Cécile Coulon - Seule en sa demeure

De Cécile Coulon, je n'avais jusque là lu qu'un seul livre - Le Roi n'a pas Sommeil (si ma mémoire est bonne) - il y a quelques années, après son passage au festival du livre de Metz. Et j'avais apprécié une écriture très maîtrisée pour son jeune âge. Pour autant, je ne sais pas trop pourquoi, je n'ai pas renouvelé l'expérience. Trop de bons livres à lire et pas assez d'heures libres dans une journée déjà bien chargée. Mais depuis 2020, je la suis sur Facebook, et après avoir souvent ri à ses réflexions pendant le confinement, lu et beaucoup apprécié ses poèmes, j'ai décidé de ne pas passer à côté de Seul en sa demeure, sans même lire la 4ème de couverture.
En toute honnêteté, ma toute première impression a été la déconcertation. Je ne m'attendais pas à être plongé dans la France sylvestre et jurassienne de la fin du XIXème siècle. Je ne m'attendais pas à ce rythme très lent, à ces descriptions détaillées, à cet univers de la bourgeoisie campagnarde du Jura, qui n'est pas sans rappeler l'univers des soeurs Brontë.
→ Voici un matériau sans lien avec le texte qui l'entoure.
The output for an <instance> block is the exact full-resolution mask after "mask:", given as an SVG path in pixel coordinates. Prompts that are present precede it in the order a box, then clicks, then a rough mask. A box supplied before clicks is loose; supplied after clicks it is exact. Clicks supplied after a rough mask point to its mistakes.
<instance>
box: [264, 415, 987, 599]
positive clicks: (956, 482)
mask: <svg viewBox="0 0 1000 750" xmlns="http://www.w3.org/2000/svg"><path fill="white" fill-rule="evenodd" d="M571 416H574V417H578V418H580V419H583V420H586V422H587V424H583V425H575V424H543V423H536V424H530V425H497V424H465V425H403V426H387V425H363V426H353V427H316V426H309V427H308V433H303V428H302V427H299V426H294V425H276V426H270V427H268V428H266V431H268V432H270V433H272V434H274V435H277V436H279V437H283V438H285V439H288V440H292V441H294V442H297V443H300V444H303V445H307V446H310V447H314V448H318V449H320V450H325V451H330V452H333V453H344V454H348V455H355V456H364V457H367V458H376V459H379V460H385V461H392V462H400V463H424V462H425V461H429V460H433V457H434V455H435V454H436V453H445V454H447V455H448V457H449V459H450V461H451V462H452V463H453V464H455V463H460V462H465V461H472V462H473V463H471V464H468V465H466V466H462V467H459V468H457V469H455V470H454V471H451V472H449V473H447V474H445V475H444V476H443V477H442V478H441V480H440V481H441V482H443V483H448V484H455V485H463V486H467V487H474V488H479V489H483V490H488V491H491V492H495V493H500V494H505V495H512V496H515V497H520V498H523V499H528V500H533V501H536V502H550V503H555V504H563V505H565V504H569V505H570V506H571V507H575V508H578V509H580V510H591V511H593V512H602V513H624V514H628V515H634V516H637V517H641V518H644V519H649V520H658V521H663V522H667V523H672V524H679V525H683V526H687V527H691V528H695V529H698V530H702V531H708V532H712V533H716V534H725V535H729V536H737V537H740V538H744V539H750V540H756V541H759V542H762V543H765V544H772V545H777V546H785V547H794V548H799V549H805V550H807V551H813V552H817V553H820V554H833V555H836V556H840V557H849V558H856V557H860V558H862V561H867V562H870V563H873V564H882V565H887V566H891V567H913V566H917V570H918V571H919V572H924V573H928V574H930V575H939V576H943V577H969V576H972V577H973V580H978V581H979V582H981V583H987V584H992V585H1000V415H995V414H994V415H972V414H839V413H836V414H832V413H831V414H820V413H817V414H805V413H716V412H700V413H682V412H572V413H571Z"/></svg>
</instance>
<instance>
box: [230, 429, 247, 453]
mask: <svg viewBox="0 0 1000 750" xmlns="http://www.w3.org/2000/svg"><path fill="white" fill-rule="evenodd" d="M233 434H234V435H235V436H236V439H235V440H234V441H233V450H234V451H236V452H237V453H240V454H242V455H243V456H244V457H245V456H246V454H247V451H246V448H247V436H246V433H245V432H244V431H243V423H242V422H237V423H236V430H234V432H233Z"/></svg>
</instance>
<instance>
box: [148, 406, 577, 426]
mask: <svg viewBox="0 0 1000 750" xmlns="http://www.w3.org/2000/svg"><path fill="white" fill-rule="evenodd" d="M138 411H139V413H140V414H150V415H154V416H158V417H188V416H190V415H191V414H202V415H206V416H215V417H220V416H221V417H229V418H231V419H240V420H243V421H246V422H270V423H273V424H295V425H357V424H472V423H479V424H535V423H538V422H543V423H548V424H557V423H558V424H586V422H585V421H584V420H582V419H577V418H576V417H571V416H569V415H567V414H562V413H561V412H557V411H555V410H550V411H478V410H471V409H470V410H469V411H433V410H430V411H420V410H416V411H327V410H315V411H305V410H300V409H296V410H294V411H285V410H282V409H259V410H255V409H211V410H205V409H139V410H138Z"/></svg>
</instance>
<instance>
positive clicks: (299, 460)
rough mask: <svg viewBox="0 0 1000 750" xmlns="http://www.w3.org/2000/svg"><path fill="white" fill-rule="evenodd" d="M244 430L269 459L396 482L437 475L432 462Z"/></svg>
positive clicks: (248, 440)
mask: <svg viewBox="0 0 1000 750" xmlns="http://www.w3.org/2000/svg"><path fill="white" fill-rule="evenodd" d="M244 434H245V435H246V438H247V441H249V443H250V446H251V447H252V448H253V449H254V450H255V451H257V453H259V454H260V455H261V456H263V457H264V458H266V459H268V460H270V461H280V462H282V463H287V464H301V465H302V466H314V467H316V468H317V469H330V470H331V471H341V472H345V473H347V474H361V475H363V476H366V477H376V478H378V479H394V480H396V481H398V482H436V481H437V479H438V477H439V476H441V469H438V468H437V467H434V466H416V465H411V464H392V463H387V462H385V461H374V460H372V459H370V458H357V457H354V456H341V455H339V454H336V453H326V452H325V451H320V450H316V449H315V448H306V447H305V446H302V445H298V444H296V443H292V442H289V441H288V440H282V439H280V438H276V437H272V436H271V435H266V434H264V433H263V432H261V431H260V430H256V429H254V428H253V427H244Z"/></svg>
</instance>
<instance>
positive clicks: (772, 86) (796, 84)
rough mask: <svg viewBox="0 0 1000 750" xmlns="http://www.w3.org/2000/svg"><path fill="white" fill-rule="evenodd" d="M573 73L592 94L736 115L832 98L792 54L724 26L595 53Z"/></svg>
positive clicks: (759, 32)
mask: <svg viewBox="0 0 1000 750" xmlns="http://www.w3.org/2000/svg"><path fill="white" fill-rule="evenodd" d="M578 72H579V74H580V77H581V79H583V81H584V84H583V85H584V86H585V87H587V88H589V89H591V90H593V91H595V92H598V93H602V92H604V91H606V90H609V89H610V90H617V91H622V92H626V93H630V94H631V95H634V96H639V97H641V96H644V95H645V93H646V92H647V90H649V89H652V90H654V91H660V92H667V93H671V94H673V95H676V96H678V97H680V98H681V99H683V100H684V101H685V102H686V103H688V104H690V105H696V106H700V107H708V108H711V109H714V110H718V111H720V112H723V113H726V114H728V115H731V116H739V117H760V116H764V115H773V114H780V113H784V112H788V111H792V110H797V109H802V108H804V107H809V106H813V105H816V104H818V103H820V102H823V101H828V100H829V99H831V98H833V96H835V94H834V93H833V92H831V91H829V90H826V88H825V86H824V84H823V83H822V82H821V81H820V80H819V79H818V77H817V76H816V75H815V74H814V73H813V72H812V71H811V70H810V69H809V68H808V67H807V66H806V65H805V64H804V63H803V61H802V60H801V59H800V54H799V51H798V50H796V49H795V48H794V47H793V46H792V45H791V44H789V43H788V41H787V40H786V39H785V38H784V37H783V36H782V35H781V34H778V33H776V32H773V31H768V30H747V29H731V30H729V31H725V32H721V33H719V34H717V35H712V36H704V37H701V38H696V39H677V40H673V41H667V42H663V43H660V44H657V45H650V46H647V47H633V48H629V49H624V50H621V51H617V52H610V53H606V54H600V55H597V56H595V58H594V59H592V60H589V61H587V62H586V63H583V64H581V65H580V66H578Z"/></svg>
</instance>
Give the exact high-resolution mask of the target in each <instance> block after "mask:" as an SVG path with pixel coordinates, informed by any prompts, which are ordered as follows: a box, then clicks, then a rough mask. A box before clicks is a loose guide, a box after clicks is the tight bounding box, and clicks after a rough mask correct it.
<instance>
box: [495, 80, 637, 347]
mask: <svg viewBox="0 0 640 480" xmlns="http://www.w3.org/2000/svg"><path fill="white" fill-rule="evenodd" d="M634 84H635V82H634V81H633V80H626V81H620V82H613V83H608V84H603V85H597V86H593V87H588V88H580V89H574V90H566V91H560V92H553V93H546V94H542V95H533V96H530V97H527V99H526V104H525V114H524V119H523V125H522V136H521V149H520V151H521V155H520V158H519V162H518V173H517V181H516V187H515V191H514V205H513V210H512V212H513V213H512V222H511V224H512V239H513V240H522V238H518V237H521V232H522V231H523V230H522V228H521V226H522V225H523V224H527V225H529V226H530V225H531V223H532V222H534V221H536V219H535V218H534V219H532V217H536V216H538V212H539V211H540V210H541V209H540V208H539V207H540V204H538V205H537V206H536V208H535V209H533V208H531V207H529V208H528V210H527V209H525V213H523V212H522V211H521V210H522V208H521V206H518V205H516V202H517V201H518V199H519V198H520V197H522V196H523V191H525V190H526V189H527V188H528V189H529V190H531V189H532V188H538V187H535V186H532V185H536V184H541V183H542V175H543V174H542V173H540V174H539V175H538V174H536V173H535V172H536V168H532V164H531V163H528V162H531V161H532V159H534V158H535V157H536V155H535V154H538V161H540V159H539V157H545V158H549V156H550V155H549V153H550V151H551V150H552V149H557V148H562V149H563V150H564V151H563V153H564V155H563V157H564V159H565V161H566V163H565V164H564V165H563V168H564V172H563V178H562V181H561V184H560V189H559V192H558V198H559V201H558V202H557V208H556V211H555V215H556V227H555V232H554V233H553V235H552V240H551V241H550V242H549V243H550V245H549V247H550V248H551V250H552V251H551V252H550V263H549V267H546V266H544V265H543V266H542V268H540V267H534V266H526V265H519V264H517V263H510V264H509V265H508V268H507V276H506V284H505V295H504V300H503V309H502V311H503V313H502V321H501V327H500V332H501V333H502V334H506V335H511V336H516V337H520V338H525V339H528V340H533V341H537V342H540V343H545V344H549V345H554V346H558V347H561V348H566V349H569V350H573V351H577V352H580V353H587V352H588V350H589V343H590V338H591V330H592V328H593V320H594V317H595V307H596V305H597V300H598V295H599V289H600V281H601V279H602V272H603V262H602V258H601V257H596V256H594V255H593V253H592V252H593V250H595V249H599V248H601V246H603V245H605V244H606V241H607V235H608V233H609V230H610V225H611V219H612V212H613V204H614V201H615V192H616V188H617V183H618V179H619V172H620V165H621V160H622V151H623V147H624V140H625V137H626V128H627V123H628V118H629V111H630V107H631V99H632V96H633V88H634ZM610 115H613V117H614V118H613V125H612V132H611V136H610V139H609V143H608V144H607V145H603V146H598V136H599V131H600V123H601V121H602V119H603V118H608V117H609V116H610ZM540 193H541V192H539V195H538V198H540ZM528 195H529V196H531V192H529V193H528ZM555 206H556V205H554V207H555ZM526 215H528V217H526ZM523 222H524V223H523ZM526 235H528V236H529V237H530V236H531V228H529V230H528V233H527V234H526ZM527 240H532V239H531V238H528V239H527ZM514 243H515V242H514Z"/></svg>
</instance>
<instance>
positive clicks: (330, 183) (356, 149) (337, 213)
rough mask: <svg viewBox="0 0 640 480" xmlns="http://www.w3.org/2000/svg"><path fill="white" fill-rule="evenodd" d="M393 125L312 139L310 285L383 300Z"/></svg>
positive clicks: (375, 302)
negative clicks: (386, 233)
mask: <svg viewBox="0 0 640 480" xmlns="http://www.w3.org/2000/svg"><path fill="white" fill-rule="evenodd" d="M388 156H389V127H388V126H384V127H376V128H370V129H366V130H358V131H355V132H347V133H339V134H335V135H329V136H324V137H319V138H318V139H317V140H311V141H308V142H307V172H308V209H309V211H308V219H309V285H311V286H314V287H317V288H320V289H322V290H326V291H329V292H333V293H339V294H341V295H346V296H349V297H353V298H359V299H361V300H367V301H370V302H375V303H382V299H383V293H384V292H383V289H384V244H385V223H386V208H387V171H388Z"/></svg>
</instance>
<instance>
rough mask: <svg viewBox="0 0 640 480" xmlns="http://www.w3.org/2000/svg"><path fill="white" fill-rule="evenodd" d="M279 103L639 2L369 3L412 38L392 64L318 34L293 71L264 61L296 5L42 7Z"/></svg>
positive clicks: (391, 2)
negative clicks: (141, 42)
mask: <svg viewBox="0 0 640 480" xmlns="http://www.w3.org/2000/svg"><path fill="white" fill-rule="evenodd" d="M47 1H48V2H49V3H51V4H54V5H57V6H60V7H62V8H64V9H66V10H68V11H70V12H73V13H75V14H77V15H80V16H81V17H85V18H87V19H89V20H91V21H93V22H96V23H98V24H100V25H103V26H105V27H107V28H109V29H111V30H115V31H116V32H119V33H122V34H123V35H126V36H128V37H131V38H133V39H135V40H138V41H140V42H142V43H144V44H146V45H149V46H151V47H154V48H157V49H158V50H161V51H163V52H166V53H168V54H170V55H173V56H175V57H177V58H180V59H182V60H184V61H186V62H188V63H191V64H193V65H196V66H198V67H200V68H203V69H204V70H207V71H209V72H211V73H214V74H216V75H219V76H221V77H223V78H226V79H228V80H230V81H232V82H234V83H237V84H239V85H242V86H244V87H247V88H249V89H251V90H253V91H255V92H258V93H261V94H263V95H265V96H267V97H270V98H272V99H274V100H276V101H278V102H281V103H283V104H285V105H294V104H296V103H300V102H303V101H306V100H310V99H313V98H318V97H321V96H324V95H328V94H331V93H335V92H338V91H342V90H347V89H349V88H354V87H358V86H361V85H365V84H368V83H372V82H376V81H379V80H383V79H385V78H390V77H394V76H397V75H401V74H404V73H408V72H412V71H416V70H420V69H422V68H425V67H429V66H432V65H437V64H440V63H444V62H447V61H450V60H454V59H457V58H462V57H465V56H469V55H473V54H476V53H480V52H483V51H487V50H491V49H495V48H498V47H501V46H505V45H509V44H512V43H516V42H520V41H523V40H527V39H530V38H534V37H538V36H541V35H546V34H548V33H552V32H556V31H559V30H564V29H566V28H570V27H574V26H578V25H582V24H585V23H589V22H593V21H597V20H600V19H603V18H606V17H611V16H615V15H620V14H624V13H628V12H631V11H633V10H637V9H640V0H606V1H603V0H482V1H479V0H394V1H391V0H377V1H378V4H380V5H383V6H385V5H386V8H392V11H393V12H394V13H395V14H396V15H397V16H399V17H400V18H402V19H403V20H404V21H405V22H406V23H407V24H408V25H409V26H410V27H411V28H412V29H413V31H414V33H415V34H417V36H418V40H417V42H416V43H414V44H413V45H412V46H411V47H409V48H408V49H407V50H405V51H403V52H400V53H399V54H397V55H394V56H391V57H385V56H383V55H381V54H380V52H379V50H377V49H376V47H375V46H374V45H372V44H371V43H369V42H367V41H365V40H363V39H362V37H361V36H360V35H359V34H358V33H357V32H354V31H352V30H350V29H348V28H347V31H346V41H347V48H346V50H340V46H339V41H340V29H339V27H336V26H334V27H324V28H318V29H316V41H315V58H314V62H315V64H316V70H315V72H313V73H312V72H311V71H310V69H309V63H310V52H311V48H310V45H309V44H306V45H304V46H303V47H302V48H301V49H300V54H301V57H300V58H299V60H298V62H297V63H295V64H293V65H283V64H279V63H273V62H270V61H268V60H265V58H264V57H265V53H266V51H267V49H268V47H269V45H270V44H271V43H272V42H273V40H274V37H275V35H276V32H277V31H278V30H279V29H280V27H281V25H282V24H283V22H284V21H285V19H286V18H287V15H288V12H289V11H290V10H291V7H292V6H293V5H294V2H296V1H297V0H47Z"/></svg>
Pourtant, assez rapidement, je me suis laissé happer par cette histoire.
Ce livre est avant tout une plongée dans les silences: le silence d'avant les technologies, d'avant les avions et les automobiles, de la nature originelle où l'humain était plus près de l'animal que du robot toujours occupé; le silence de la pudeur où chaque phrase prononcée se paie d'un impact, porte une telle lourdeur, qu'il est vital de peser ses mots; le silence des livres lus et relus avec une attention toujours renouvelée, le silence si dense qu'il est possible de reconnaître quelqu'un au bruit de ses pas sur le sol; le silence des voix basses et des chuchotements. Un silence qui donne la part du lion à la communication non-verbale, où chaque mouvement du visage ou du corps est un cri, où les poings remplacent la langue. Cécile Coulon sculpte les silences, dispose les soupirs et les pauses sur sa portée, sans parcimonie aucune, tempo larghissimo et...
Temps long. Celui des trajets effectués à cheval, des tâches effectuées à main d'homme au prix de la sueur, de la blessure, de l'abrutissement, quand les richesses dormaient encore dans le sol, quand une photographie était un événement en soi. Le temps meublé par les habitudes et la routine, où chaque grain de sable était source d'inquiétude ou de fête. Le temps des galops des chevaux, de la pluie et de la boue, de l'imagination sur fond de pénombre et d'immobilité. Le temps où la pratique d'un instrument par les femmes était considéré comme un divertissement pour les hommes des classes bourgeoises. Un temps où au fond tout était méditation et Dieu à portée de main. Le temps où le passé simple était parlé. Le temps des fantômes qui côtoient le vif.
Silence et temps long sont les deux ingrédients de ce livre, propices au secret qui tiendra le lecteur en haleine jusqu'à la coda, au terme d'un accelerando à deux voix.